Terceiro, as curvas de Kaplan-Meier para sobrevida livre de doença começam a se separar aos 12 meses, enquanto as curvas de mortalidade só divergem após quatro anos. Não sou oncologista, mas uma diferença tão pequena na dose de exercício (como demonstra a ausência de medidas objetivas) não é suficiente para reduzir as recorrências de câncer tão rapidamente. Esse achado sugere que a randomização foi subótima, o que não surpreende, considerando que o ensaio, ambicioso e complexo, levou 15 anos para completar o recrutamento dos participantes.

Quarto, a falta de adesão ao regime de exercícios torna a hipótese ainda menos plausível. Após três anos, quase metade dos pacientes designados ao grupo de exercício não completou o protocolo na esteira, e um terço não concluiu o teste de caminhada de seis minutos. Esses pacientes foram incluídos na análise por intenção de tratar, o que tende a reduzir as diferenças entre os grupos em termos de prática de exercício.

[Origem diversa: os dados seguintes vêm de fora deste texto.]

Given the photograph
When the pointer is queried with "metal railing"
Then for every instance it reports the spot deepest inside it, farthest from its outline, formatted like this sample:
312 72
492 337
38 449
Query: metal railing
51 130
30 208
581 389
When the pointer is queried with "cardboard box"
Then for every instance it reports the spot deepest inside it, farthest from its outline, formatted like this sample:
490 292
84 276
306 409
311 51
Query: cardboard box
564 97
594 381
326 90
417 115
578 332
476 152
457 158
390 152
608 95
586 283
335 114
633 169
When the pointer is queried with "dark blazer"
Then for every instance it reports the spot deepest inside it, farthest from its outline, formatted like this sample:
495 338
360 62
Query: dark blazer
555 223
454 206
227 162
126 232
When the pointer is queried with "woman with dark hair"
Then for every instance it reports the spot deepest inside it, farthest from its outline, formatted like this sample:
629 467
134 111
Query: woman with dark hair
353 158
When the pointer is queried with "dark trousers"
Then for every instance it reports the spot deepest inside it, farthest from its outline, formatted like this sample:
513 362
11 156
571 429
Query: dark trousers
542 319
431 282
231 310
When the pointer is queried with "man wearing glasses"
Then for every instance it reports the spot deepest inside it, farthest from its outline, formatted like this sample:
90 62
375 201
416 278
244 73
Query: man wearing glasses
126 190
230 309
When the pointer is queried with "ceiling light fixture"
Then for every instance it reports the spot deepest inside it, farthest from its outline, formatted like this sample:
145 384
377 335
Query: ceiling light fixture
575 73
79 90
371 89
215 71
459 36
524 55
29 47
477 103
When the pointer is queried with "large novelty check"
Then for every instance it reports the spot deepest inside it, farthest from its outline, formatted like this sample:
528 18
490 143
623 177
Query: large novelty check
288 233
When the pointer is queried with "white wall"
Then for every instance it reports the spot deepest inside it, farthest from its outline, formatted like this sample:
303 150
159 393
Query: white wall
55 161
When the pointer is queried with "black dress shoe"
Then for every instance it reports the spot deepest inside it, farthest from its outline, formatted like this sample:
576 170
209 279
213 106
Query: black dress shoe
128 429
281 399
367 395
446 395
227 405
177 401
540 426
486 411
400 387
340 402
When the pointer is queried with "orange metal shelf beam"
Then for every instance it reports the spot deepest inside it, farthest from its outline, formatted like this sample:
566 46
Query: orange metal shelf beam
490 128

Quinto, originalmente os autores projetaram o ensaio para detectar diferenças em três anos. Para alcançar poder estatístico suficiente, seriam necessários 380 eventos. Devido ao recrutamento lento e a uma taxa de eventos menor do que a esperada, o prazo foi estendido para uma análise em cinco anos. Mesmo assim, houve muito menos eventos do que o necessário para o desfecho primário (224 versus 380). Isso reduz o poder estatístico e aumenta a possibilidade de falsos positivos — algo coerente com a inverossimilhança biológica. Além disso, as curvas de Kaplan-Meier mostram que a maior parte da separação ocorre após três anos. Um artigo mais sólido teria incluído os resultados pré-especificados aos três anos, que talvez não fossem significativos.

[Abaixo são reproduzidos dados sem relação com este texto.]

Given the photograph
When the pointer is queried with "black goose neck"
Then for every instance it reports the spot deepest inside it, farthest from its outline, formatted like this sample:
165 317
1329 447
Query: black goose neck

Sexto, embora as cinco primeiras preocupações se refiram à condução e ao desenho do estudo, há também o desafio inerente aos ensaios intervencionistas: oferecer níveis diferentes de atenção aos dois grupos. No CHALLENGE, o grupo de exercício estruturado recebeu uma quantidade extraordinária de acompanhamento, tanto para induzir mudanças comportamentais quanto para incentivar a prática de exercício. Isso aumenta a probabilidade de viés de desempenho, como demonstram as grandes diferenças nos questionários de qualidade de vida.

Sétimo, há sérios desafios quanto à validade externa ou à generalização dos resultados do CHALLENGE. A dificuldade de recrutar participantes (o que levou 15 anos) evidencia a complexidade e a intensidade do programa comportamental e de exercícios. Os autores não informam quantos pacientes foram avaliados para, ao fim, recrutar esses 900. Suspeito que tenham sido muitos. Além disso, os participantes eram relativamente jovens (idade média de 61 anos), não obesos e com bom desempenho funcional basal. Mesmo que aceitemos os resultados como apresentados, eles só poderiam ser aplicados a uma fração dos pacientes com câncer de cólon.

O custo e as implicações para o sistema de saúde de adotar esse protocolo seriam enormes. Assim como os ensaios regulatórios de medicamentos ou dispositivos exigem múltiplos estudos positivos, deveríamos aplicar o mesmo critério ao CHALLENGE.

Foi um grande esforço. A história é encantadora. Mas o fato de gostarmos da conclusão não é motivo para deixar de pensar.

Referência

  1. Courneya KS, Vardy JL, O’Callaghan CJ, Gill S, Friedenreich CM, Wong RKS, Dhillon HM, Coyle V, Chua NS, Jonker DJ, Beale PJ, Haider K, Tang PA, Bonaventura T, Wong R, Lim HJ, Burge ME, Hubay S, Sanatani M, Campbell KL, Arthuso FZ, Turner J, Meyer RM, Brundage M, O’Brien P, Tu D, Booth CM; CHALLENGE Investigators. Structured Exercise after Adjuvant Chemotherapy for Colon Cancer. N Engl J Med. 2025 Jul 3;393(1):13-25. doi: 10.1056/NEJMoa2502760. Epub 2025 Jun 1. PMID: 40450658.